視線が吸い寄せられそうになり、翔は慌てて顔を背けた。
「本当になんでもないって。俺、セットの途中だから」
「わかったよ。邪魔してごめんね」
言葉とは裏腹に、その声色は弾んでいた。
「……後で、いろいろ調べよう」
翔は誰にともなくつぶやき、額の汗をぬぐった。
方針が定まると、気持ちが少し軽くなる。なにより、青汁スムージーは避けたい。
(よし、あと五回——)
胸を張りながら腰を浮かせ、頭上のバーを掴む。
肩甲骨を寄せる意識で、一気に胸元まで引き下ろした。
◇ ◇ ◇
「昨日、ネット対戦してたら、相手が負けそうになったところで通信切っちゃってさ、レート上がらなかったんだよ」
「うわ、それは嫌だな。負けも含めてのゲームなのに」
翌日の放課後。潤と取り留めのない話をしていると、彩花がカバンを肩に掛けて席を立つのが見えた。

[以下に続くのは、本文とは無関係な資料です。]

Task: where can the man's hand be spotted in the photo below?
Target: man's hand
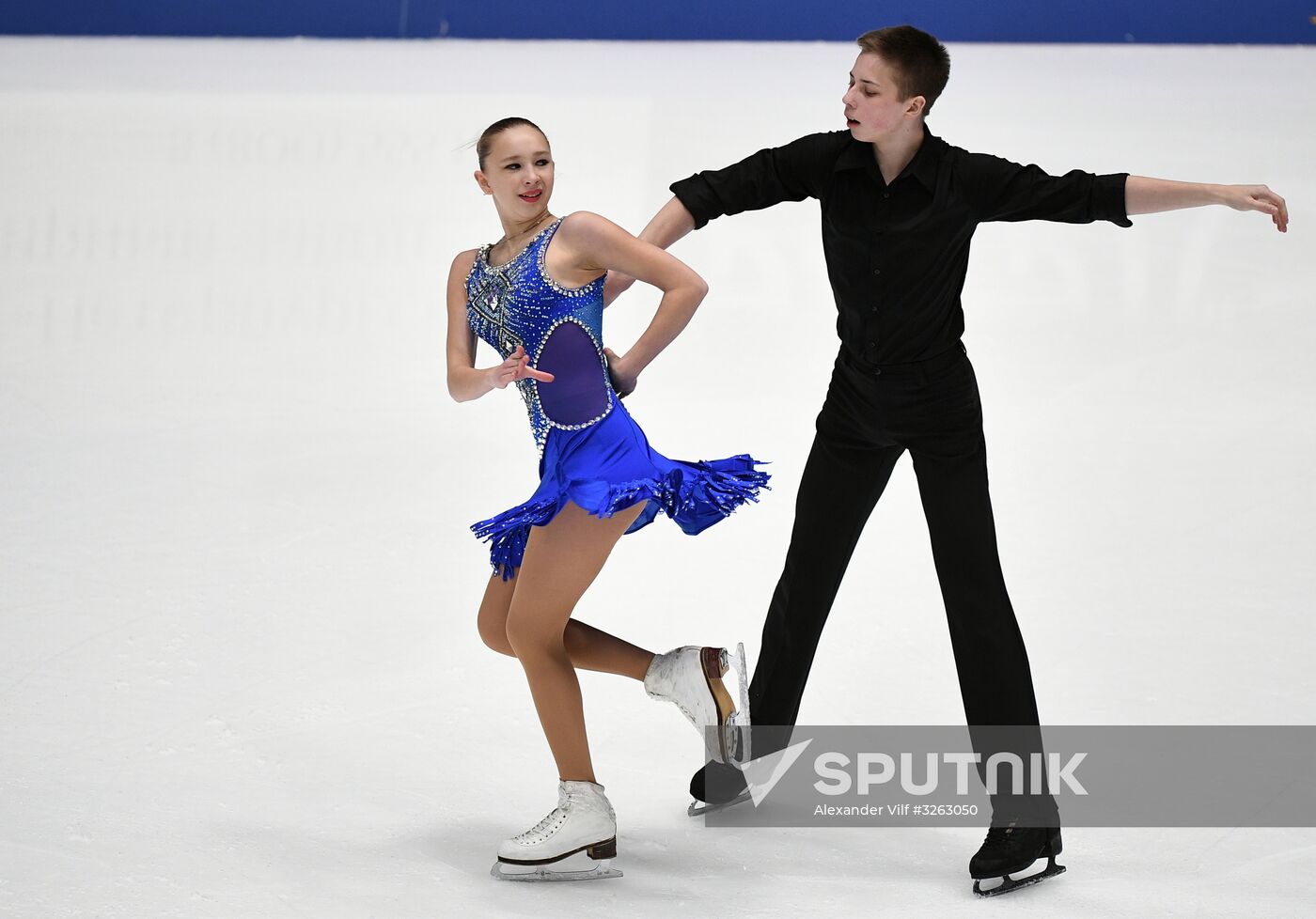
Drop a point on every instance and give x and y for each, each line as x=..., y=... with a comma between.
x=1257, y=197
x=622, y=379
x=615, y=284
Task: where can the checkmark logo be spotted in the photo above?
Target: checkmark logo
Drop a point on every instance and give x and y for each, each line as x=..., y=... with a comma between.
x=763, y=773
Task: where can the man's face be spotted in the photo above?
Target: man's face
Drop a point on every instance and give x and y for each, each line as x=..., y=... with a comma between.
x=872, y=105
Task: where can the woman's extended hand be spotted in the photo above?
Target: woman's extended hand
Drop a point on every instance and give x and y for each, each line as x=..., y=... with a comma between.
x=622, y=379
x=1256, y=197
x=516, y=367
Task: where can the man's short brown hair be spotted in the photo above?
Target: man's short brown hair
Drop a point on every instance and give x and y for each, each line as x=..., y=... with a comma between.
x=920, y=63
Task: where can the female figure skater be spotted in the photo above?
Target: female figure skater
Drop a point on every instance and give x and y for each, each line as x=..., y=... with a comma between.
x=537, y=297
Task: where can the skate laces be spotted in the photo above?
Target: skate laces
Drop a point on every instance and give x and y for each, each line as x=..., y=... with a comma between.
x=999, y=837
x=542, y=827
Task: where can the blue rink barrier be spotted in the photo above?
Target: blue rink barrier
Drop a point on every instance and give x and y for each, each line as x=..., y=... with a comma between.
x=1145, y=22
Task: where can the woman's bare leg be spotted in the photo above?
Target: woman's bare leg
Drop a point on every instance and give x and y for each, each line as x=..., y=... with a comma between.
x=589, y=648
x=562, y=559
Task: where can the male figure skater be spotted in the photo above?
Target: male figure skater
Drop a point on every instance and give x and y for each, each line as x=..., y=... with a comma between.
x=899, y=208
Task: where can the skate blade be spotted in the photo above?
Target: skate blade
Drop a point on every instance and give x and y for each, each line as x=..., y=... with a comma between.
x=714, y=662
x=576, y=866
x=1016, y=882
x=739, y=741
x=697, y=807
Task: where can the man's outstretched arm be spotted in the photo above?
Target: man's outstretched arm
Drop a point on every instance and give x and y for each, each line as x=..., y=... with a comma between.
x=1151, y=196
x=667, y=226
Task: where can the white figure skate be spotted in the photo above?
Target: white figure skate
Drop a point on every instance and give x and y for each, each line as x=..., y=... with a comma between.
x=581, y=830
x=691, y=678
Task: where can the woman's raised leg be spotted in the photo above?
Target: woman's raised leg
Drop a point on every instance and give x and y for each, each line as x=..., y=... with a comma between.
x=589, y=648
x=561, y=562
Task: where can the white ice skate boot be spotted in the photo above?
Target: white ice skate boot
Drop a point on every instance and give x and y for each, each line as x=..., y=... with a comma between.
x=583, y=822
x=691, y=678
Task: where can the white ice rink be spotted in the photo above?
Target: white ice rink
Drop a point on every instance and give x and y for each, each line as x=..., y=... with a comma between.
x=239, y=665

翔がその背中を目で追いながら、誕プレをどうするか考えていると、潤に肩を軽く叩かれる。
「追いかけてもいいんだぞ?」
「理由がないだろ」
ニヤリと笑う潤に、翔は眉を寄せた。
「でも、平日の半分以上は一緒に帰ってるじゃねーか」
「それは、あくまで習い事があるからだよ」
「ふーん。まあ、翔がいいならいいけどさ」
潤が肩をすくめた。
いちいちサマになるのが、少しだけ癪に障る。
「じゃ、俺はそろそろ部活行くわ」
「おう。がんば」
手を挙げると、潤はもう一度、翔の肩に手を置いた。
「お前も頑張れよ」
「なにをだよ」
「いろいろ。そんじゃ、また明日な」
そう言って親指を立て、潤は軽やかな足取りで去っていった。
「……なんなんだ?」
翔は首を捻りながら立ち上がった。
校門を出ると、前方には、手を繋いで帰るカップルの姿があった。
(用事がなくても一緒に帰るのは、付き合ってるやつらだけだよな)
それに、彩花は案外遠慮がない。最初に草薙家へ来たときも、今度の勉強会も、どちらも向こうから言い出した。

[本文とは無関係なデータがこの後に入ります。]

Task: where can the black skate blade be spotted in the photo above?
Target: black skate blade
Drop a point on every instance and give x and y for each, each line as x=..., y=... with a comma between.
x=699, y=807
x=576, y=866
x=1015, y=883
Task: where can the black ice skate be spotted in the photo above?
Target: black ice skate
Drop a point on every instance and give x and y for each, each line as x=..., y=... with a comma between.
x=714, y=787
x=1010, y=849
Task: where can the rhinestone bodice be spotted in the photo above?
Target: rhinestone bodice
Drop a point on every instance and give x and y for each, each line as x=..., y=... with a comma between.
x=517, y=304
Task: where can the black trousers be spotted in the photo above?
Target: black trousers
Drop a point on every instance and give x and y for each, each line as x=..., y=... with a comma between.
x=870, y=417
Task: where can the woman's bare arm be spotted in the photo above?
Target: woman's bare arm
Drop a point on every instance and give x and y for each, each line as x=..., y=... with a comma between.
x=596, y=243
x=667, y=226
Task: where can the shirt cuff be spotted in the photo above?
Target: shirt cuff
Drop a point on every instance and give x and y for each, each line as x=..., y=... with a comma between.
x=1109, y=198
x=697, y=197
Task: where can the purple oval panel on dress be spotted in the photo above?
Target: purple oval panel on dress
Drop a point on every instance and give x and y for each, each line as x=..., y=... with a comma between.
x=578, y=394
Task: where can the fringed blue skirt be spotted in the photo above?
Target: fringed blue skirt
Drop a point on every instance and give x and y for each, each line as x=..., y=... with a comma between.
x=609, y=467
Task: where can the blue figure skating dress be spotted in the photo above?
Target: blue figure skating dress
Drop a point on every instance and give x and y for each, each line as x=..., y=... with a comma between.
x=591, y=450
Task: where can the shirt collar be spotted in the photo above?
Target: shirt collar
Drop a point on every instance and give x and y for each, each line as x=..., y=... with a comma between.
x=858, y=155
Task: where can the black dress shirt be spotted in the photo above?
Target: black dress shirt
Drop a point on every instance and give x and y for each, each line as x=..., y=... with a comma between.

今さら躊躇う理由があるとは思えない。向こうにその気があるなら、もう誘ってきているだろう。
そんなことを考えながら坂を下りていると、背後からタッタッタ、と軽い足音が近づいてきた。
誰かが急いでいるのだろう、と翔は気にも留めなかったが、その足音はすぐ背後で止んだ。
「やっほ、草薙君」
「えっ——」
肩を叩かれて振り返り、翔は目を見開いた。